Churches were “destroyed,” while schools are “operating under tarps or sheds with very (little) furniture,” he said.

The August 2021 earthquake occurred just 60 miles from where a January 2010 quake struck, killing an estimated 220,000 died and injuring upwards of 300,000.

Kidnapping, gun violence and political turmoil continue to plague Haiti, which has been hard hit by COVID – and has struggled to rebuild over the decade since the 2010 disaster.

In July 2021, Haitian president Jovenel Moïse was ambushed and shot dead in his home; his wife Martine, survived her injuries in the attack. The assassination is still under investigation, and international officials fear renewed violence as Feb. 7 marks the formal end of Moïse’s term, potentially sparking challenges to successor Ariel Henry’s tenure.

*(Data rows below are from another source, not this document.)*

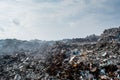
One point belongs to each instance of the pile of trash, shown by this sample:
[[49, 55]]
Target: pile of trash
[[21, 67], [89, 61], [79, 62], [92, 60]]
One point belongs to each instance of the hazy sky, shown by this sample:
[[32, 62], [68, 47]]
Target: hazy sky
[[56, 19]]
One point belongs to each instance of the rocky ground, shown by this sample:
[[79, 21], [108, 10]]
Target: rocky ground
[[68, 60]]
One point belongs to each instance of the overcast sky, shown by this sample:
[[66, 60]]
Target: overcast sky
[[56, 19]]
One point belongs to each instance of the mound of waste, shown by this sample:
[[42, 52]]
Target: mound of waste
[[96, 59]]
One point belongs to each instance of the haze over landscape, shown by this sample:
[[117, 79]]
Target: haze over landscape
[[56, 19]]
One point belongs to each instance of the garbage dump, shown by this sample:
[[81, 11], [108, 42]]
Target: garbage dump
[[98, 60]]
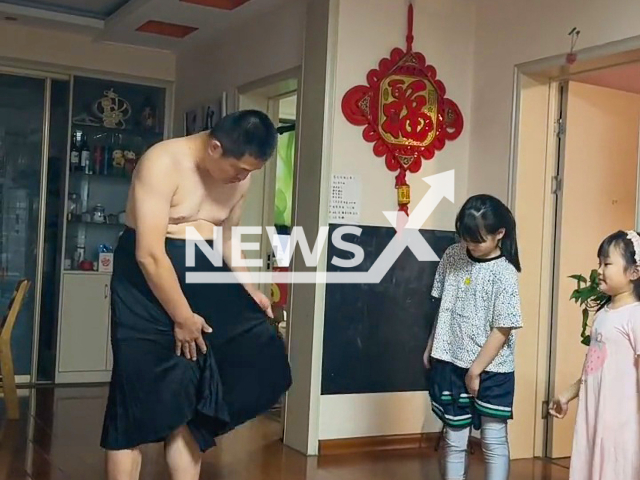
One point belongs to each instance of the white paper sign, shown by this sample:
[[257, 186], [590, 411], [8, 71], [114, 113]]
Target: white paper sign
[[344, 205]]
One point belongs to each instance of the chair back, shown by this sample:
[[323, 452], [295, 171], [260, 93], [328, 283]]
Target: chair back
[[8, 321]]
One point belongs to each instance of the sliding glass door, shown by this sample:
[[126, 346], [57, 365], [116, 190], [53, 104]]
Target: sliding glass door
[[25, 114]]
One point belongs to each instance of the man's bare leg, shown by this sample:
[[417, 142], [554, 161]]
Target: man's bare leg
[[124, 464], [183, 455]]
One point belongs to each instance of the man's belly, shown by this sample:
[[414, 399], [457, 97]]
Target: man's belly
[[182, 230]]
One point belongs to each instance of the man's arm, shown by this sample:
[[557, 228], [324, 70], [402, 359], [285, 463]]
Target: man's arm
[[153, 189], [229, 244]]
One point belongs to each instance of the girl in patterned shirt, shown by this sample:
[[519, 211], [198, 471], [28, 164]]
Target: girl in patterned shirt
[[470, 352]]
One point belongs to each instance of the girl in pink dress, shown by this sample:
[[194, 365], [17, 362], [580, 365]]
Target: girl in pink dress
[[606, 444]]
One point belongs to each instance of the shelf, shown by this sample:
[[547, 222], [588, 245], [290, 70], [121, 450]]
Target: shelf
[[114, 178], [102, 224], [121, 131], [85, 272]]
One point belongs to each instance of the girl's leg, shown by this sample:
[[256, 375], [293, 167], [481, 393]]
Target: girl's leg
[[456, 441], [183, 455], [495, 445], [124, 464]]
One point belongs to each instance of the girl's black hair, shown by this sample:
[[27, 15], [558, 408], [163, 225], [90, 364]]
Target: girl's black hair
[[620, 241], [485, 215]]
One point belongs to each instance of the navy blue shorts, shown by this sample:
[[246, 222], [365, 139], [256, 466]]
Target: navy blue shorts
[[455, 407]]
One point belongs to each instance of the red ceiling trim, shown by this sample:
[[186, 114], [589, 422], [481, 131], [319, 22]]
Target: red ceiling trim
[[166, 29], [219, 4]]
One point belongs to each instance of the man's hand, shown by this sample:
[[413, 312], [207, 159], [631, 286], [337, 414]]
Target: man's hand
[[472, 381], [559, 407], [188, 334], [262, 300], [426, 357]]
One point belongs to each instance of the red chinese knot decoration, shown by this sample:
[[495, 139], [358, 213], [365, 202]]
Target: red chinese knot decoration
[[405, 112]]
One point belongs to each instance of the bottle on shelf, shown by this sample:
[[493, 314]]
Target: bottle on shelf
[[74, 157], [85, 156], [98, 159]]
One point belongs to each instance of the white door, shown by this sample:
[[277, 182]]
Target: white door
[[598, 197], [84, 328]]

Following an October 2021 visit to that nation, Archbishop Vincenzo Paglia, president of the Pontifical Academy for Life, called for international aid to Haiti, writing in an op-ed that its “cry for help … cannot go unheeded, especially by Europe, which over the centuries has divided, plundered and finally abandoned this wonderful island.”

Despite the “climate of insecurity and the unprecedented crisis raging in Haiti … the Oblate missionaries are doing their best during a multitude of problems, one more complex than the other,” said Father Printemps. “They are looking to see how to embrace their new situation.”

And the container of care from Philadelphia has helped, he said, describing the gesture as a sign of “a church in solidarity, sensitized (to) the calamities of a sister church.”

“Thank you so much for opening your heart to your brothers and sisters of Haiti, particularly those of the southern part,” said Father Printemps. “Rest assured that every contribution, however modest, has made a difference. You know it as well as I do: it is by putting together our means that we lighten the burden.”